Quantitative Analysis of Dihydroxybenzenes in Complex Water Samples Using Excitation-Emission Matrix Fluorescence Spectroscopy and Second-Order Calibration

1Key Lab of Process Analysis and Control of Sichuan Universities, Yibin University, Yibin, Sichuan 644000, China
2Hospital, Yibin University, Yibin, Sichuan 644000, China
3The First Affiliated Hospital, Chongqing Medical University, Chongqing 400016, China
4Computational Physics Key Laboratory of Sichuan Province, Yibin University, Yibin 644007, China

Received 24 July 2014; Revised 21 September 2014; Accepted 22 September 2014; Published 13 October 2014

Academic Editor: Lu Yang

Copyright © 2014 Hui Chen et al. This is an open access article distributed under the Creative Commons Attribution License, which permits unrestricted use, distribution, and reproduction in any medium, provided the original work is properly cited.

Abstract

The dihydroxybenzenes are organic intermediates in many fields for various purposes and have been widely recognized as fatal environmental pollutants.
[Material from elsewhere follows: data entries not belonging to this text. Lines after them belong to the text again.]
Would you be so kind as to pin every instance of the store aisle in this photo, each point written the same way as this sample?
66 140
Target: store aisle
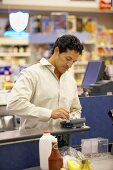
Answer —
102 164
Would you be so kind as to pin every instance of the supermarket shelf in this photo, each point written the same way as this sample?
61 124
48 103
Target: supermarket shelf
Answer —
13 41
41 38
7 54
79 71
81 63
35 8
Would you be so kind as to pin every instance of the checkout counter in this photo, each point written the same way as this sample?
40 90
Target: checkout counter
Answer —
19 149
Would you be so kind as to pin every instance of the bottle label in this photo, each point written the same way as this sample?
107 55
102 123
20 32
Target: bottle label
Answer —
55 146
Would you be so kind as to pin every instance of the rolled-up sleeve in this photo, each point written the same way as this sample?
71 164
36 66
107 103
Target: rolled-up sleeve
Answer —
20 96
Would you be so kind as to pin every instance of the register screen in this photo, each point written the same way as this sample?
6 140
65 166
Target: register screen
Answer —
94 72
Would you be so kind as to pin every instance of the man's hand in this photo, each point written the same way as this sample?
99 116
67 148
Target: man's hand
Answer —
60 113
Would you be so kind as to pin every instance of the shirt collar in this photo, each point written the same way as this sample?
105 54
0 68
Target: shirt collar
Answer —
45 62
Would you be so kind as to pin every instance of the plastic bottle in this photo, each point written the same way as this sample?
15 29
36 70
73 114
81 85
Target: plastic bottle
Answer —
55 160
45 147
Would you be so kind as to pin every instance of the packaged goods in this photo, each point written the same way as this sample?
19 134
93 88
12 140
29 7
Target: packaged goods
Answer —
45 147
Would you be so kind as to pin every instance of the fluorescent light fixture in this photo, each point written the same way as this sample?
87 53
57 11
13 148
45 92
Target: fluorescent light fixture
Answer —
18 20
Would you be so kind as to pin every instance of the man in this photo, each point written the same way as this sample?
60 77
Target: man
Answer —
45 93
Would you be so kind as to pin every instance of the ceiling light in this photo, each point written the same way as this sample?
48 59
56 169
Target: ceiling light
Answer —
18 20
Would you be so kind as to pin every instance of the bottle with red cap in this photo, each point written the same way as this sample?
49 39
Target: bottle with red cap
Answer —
45 147
55 160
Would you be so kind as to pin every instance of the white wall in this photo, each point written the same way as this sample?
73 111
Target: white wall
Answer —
61 3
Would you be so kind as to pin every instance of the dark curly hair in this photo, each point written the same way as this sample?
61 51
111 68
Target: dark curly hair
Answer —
68 42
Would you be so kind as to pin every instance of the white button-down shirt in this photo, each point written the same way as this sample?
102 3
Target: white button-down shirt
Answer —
38 91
Simultaneous determination of these compounds is particularly important. These habitual methods are time-consuming and laborious. The combination of two-dimensional excitation-emission matrix (EEM) fluorescence and second-order calibration of parallel factor analysis (PARAFAC) was investigated for simultaneously determining catechol, hydroquinone, and tryptophan. A total of 25 samples were designed and are divided into a calibration set and a test set. An unexpected constituent was used as unknown interference. The EEM data were successfully decomposed into a four-factor model of PARAFAC. The resolved spectra excitation and emission profiles from PARAFAC algorithm were compared with the corresponding pure spectra to confirm the compounds in samples. Based on the decomposition, the final calibration models provided satisfactory concentration estimates. The mean recovery percentages were 98.3%, 101.7%, and 97.9% for catechol, hydroquinone, and tryptophan, respectively. The results reveal that the developed method is maybe a potential tool for simultaneous determination of phenolic components in water samples or other complex samples.

1. Introduction

Phenols are defined as hydroxy derivatives of benzene. Phenols and substituted phenols are important organic intermediates and are widely used in both industry and agriculture for various purposes [1, 2]. For example, catechol was used widely as solvent for producing food additive agents, hair dyes, and antioxidants, while hydroquinone is also used in cosmetics, polymers, tanning, pesticides, medicines, and photographic chemicals [3, 4]. In addition, they are generally present in the wastewater from oil, paint, polymer, and pharmaceutical industries [57]. As three isomers of dihydroxybenzene, catechol, hydroquinone, and resorcinol have high toxicity and low degradability in the ecological system. They show toxic effects in animals and plants due to easily penetrating into skin and cellular membrane [8, 9]. The absorption of catechol or hydroquinone from the gastrointestinal tract can induce some diseases such as renal tube degeneration and liver function disease. Nowadays, they have been recognized as important environmental pollutants by both the US Environmental Protection Agency (EPA) and the European Union (EU).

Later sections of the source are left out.